/ip-masq-agent

Manage IP masquerade on nodes

Primary LanguageGoApache License 2.0Apache-2.0

ip-masq-agent

The ip-masq-agent configures iptables rules to MASQUERADE traffic outside link-local (optional, enabled by default) and additional arbitrary IP ranges.

It creates an iptables chain called IP-MASQ-AGENT, which contains match rules for link local (169.254.0.0/16) and each of the user-specified IP ranges. It also creates a rule in POSTROUTING that jumps to this chain for any traffic not bound for a LOCAL destination.

IPs that match the rules (except for the final rule) in IP-MASQ-AGENT are not subject to MASQUERADE via the IP-MASQ-AGENT chain (they RETURN early from the chain). The final rule in the IP-MASQ-AGENT chain will MASQUERADE any non-LOCAL traffic.

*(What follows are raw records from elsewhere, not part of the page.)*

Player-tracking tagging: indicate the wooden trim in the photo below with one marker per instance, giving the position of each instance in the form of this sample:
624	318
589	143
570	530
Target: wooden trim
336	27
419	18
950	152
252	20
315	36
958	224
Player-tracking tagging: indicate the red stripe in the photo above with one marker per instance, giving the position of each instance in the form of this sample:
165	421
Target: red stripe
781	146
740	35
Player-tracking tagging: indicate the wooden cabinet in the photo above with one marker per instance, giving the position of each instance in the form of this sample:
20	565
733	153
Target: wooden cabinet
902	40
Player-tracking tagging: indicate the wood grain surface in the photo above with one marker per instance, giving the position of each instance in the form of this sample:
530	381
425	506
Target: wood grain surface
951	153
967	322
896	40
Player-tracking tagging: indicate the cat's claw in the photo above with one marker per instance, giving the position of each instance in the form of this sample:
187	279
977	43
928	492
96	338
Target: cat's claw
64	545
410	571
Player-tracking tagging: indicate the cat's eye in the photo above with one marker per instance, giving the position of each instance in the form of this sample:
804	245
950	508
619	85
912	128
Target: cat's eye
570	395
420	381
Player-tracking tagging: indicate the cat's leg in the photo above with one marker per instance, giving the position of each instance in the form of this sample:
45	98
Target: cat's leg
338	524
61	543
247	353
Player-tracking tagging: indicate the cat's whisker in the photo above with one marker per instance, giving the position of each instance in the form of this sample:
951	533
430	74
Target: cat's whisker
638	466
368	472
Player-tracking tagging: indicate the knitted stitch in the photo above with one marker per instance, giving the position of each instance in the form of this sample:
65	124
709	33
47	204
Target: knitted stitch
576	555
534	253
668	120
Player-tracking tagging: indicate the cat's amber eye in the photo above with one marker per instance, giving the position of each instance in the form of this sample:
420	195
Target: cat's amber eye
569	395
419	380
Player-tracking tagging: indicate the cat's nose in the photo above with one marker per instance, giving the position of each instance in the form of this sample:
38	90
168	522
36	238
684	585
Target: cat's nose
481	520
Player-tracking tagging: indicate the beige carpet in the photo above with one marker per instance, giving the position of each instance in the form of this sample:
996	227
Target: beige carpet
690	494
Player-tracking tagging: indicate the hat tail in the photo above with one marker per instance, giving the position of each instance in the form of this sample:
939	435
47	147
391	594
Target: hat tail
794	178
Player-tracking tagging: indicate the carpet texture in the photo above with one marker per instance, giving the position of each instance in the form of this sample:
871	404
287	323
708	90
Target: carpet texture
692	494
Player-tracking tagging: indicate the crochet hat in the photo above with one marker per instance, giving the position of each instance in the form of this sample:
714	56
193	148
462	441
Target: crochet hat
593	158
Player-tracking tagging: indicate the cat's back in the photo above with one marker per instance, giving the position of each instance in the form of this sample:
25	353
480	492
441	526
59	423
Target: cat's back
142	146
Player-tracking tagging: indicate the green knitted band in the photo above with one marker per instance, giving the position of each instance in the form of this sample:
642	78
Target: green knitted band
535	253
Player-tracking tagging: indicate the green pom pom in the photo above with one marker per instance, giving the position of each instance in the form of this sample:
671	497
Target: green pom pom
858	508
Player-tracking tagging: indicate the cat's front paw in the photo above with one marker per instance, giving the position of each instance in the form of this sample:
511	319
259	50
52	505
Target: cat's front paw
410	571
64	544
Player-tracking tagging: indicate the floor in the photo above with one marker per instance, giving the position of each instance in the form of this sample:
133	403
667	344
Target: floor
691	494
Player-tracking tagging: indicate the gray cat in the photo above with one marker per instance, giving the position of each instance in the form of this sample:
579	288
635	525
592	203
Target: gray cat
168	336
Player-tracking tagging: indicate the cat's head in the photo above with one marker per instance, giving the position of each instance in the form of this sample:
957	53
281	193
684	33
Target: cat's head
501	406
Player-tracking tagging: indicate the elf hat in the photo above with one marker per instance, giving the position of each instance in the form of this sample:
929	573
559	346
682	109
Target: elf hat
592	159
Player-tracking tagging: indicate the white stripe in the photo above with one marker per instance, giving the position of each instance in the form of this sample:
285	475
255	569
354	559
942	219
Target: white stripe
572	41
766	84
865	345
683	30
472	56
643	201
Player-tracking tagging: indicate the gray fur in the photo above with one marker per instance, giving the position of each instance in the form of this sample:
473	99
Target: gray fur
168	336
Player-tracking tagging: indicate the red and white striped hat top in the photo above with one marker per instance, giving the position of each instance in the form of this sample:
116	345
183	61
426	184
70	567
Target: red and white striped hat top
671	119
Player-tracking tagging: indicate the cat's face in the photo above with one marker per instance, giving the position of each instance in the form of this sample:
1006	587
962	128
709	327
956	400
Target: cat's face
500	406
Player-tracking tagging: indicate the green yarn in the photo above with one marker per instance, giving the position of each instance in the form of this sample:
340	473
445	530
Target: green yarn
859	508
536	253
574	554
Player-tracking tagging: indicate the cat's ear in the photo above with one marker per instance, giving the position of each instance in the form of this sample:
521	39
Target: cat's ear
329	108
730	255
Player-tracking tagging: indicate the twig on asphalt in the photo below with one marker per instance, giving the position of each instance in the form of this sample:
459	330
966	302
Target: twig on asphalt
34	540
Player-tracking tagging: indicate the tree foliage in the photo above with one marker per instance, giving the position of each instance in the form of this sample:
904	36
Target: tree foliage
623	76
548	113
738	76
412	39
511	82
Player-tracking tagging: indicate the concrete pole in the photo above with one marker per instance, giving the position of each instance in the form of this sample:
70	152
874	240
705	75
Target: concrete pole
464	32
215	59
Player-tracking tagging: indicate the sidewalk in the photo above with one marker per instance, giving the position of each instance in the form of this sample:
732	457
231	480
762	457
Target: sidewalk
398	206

RETURN in IP-MASQ-AGENT resumes rule processing at the next rule the calling chain, POSTROUTING. Take care to avoid creating additional rules in POSTROUTING that cause packets bound for your configured ranges to undergo MASQUERADE.

Launching the agent as a DaemonSet

This repo includes an example yaml file that can be used to launch the ip-masq-agent as a DaemonSet in a Kubernetes cluster.

kubectl create -f ip-masq-agent.yaml

The spec in ip-masq-agent.yaml specifies the kube-system namespace for the DaemonSet Pods.

Configuring the agent

Important: You should not attempt to run this agent in a cluster where the Kubelet is also configuring a non-masquerade CIDR. You can pass --non-masquerade-cidr=0.0.0.0/0 to the Kubelet to nullify its rule, which will prevent the Kubelet from interfering with this agent.

By default, the agent is configured to treat the three private IP ranges specified by RFC 1918 as non-masquerade CIDRs. These ranges are 10.0.0.0/8, 172.16.0.0/12, and 192.168.0.0/16. To change this behavior, see the flags section below. The agent will also treat link-local (169.254.0.0/16) as a non-masquerade CIDR by default.

By default, the agent is configured to reload its configuration from the /etc/config/ip-masq-agent file in its container every 60 seconds.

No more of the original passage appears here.